Long-overdue changes in corporate governance are taking place.

Hitherto, shareholders and boards of directors merely were “rubber stamps” for anything and everything proposed by corporate officials.

No matter how outrageous some of that appeared to be, shareholders just supinely accepted what was put forth. That no longer is the case.

Many years ago an angry shareholder placed an advertisement in The Wall Street Journal hoping to recruit enough fellow shareholders so that he could be elected to a company board, but that attempt failed. Nowadays, shareholder activists only have to create a website and then at least have a matter brought to the attention of shareholders for consideration at an annual meeting. There, usually a summary of the business proposed at that meeting is circulated to all company shareholders, and where different resolutions are listed.

Typically, there is an opportunity to vote on the company’s approach to executive compensation through consideration of an advisory resolution.

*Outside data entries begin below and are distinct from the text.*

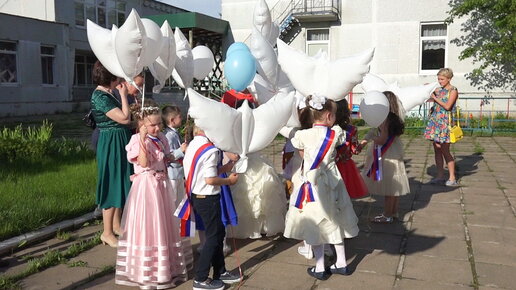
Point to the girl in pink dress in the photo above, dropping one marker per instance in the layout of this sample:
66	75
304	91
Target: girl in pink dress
149	250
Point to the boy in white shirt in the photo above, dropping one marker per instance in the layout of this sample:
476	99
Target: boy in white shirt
200	164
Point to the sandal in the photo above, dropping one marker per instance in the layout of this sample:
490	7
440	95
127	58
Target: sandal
437	181
324	275
382	219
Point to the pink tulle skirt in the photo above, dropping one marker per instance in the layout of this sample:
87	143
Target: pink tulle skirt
150	251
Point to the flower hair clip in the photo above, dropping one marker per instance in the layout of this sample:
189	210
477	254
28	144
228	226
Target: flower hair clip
317	102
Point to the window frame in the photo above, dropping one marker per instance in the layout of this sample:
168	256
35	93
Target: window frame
423	38
53	56
85	63
17	63
308	42
105	6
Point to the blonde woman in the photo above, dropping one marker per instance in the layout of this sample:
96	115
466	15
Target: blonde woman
437	129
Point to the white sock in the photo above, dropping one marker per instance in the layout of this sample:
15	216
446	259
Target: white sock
319	257
341	255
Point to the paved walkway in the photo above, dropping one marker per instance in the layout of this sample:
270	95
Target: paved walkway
449	238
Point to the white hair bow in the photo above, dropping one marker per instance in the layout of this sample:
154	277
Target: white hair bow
317	102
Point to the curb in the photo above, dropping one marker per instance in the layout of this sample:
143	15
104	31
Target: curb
12	244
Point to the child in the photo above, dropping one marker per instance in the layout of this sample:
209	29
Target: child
384	173
173	119
149	252
438	130
320	210
203	190
347	167
259	199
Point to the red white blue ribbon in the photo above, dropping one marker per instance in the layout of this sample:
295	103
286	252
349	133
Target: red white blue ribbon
325	147
185	210
305	194
376	170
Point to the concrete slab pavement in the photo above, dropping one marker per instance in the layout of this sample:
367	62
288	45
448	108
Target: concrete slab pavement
447	238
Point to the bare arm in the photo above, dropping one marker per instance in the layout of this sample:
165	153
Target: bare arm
217	181
142	157
451	100
121	116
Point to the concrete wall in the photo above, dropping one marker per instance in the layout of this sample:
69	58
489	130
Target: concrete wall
392	27
29	94
56	27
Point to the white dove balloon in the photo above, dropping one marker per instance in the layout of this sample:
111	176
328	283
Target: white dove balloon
154	41
374	108
240	131
266	59
333	79
102	44
262	19
163	66
131	45
183	73
409	97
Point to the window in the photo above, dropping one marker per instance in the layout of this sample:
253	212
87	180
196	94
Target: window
83	69
47	64
103	12
317	40
8	69
433	47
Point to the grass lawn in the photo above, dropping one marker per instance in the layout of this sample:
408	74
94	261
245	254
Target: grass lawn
39	194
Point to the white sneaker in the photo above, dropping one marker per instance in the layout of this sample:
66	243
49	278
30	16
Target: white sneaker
305	251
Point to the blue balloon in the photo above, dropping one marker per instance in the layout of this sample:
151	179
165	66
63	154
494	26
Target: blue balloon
240	69
237	46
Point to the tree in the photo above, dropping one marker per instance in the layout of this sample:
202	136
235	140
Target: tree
489	39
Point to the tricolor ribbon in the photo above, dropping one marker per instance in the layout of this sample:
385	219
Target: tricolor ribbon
185	211
376	170
306	193
325	146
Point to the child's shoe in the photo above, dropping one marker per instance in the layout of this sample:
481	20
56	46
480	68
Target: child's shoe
305	251
230	278
324	275
208	284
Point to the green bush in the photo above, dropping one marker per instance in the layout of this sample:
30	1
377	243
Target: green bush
24	144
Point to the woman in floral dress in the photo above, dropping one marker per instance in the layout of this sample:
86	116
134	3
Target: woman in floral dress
438	130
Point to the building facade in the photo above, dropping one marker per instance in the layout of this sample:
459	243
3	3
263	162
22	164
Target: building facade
45	58
411	39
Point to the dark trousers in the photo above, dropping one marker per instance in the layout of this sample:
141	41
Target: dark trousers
212	254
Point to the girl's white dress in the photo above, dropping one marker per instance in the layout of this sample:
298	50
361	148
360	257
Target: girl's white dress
260	201
394	176
331	217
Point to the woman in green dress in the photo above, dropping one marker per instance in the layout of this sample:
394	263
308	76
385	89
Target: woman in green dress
113	118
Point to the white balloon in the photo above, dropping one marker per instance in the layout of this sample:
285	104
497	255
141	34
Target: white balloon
163	66
333	79
130	45
262	18
203	61
221	124
269	118
374	108
273	36
409	97
154	41
102	45
266	59
183	73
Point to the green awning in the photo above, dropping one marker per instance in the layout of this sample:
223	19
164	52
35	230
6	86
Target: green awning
192	20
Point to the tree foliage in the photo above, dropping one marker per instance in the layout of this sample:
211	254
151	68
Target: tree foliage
489	38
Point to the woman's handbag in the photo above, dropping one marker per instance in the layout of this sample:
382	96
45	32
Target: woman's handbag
456	133
89	120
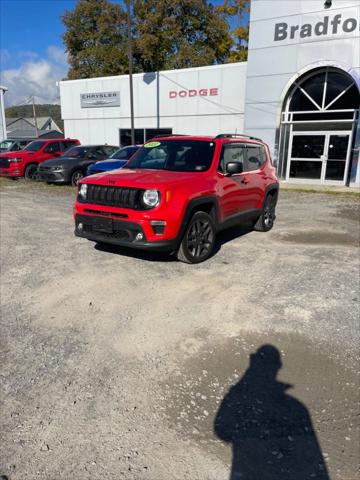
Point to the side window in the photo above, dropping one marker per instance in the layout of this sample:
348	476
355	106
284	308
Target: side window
109	150
255	158
52	147
229	154
67	145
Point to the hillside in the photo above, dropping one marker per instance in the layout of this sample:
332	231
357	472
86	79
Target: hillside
45	110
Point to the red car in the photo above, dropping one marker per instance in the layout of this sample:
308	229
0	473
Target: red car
24	163
177	192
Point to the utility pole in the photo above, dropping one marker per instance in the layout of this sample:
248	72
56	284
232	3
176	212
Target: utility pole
35	119
130	71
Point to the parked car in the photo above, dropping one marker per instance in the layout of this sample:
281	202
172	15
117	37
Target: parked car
117	160
13	145
176	193
72	166
24	163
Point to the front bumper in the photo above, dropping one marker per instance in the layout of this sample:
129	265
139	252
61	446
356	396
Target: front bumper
11	172
118	232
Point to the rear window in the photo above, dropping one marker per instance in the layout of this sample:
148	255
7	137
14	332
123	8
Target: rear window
34	146
174	155
255	158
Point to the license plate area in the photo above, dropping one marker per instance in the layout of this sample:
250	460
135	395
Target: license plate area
104	225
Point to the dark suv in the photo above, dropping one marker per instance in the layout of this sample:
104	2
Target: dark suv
72	166
177	192
24	163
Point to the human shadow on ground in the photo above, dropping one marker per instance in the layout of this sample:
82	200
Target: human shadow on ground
271	432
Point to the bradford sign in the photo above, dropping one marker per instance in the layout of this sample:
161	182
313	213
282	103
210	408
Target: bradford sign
336	25
202	92
101	99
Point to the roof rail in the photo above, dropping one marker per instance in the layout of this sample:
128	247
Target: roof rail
170	135
237	135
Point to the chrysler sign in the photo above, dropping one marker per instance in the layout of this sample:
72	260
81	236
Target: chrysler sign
328	26
101	99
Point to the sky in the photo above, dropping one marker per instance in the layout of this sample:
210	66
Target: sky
32	56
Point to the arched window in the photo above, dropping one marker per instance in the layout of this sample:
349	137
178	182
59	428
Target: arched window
324	91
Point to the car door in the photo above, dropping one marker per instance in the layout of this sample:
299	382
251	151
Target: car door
51	150
232	190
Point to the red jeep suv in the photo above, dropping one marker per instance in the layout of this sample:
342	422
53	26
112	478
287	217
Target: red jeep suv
24	163
177	192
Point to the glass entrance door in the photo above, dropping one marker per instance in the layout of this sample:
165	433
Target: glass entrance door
318	157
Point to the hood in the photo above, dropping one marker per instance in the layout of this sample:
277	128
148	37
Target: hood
61	161
18	154
138	178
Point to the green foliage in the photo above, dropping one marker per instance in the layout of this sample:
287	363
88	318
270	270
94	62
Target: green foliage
45	110
96	39
235	12
178	34
166	35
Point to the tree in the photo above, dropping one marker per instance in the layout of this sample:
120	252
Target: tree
178	34
96	39
236	13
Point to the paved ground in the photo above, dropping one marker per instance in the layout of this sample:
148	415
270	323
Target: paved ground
118	364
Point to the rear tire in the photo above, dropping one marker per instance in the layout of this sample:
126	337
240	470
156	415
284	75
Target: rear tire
267	218
31	172
75	177
198	240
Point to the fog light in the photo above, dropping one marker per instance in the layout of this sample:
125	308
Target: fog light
158	226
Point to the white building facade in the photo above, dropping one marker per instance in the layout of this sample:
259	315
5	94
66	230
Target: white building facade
2	114
299	91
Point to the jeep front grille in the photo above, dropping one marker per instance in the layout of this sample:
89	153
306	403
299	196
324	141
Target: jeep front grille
113	196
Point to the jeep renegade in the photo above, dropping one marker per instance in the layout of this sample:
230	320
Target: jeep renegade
177	192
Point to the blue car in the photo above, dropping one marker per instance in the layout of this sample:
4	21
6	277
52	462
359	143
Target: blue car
117	160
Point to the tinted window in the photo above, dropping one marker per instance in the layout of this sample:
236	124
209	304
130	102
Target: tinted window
68	144
175	155
124	153
34	146
109	150
230	154
78	152
255	158
125	136
52	147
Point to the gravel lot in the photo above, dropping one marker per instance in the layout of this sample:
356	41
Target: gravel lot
114	363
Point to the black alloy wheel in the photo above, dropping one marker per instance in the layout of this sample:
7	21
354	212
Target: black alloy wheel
76	177
199	238
31	172
267	218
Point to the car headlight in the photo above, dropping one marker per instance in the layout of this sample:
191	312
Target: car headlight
83	190
151	198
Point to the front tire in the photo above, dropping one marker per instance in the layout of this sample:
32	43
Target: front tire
31	172
76	177
267	218
198	240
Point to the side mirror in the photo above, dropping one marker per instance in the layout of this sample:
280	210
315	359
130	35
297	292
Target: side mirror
234	167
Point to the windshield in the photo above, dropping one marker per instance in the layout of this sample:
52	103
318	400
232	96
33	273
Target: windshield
124	153
6	143
34	146
77	152
175	155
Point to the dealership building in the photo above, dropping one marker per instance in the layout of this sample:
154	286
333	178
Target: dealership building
299	91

Most of the time shareholders are urged to vote against any dissident motion on this subject.

Reflecting a new mood, at one annual meeting a restriction on executive pay was adopted, despite verbal opposition by officials at that time.

Recently, several large investors in companies such as hedge funds or pension foundations have been urging other shareholders to vote against some board’s plans. This year activists, flexing their muscles, voted for an alternative slate of directors for the Canadian Pacific Railway.

Not long ago Rupert Murdoch, chairman and chief executive of News Corporation, faced a suggestion that he resign his chairmanship and be replaced by someone independent. Other issues are continuing to attract scrutiny from shareholders, such as support for pay packages explicitly tied to performance for management in general.

Others want more influence on political contributions, that managers’ speeches be limited and in line with the public’s views. One company in distress had to contend with a plan to oust the entire management, to be replaced by a new group.

It has become apparent that more plans by individuals not connected with management will be placed in the notices of annual meetings.

All of this is a major departure from current practices, and like the “Occupy Wall Street” movement, which it resembles, will shake up the corporate world.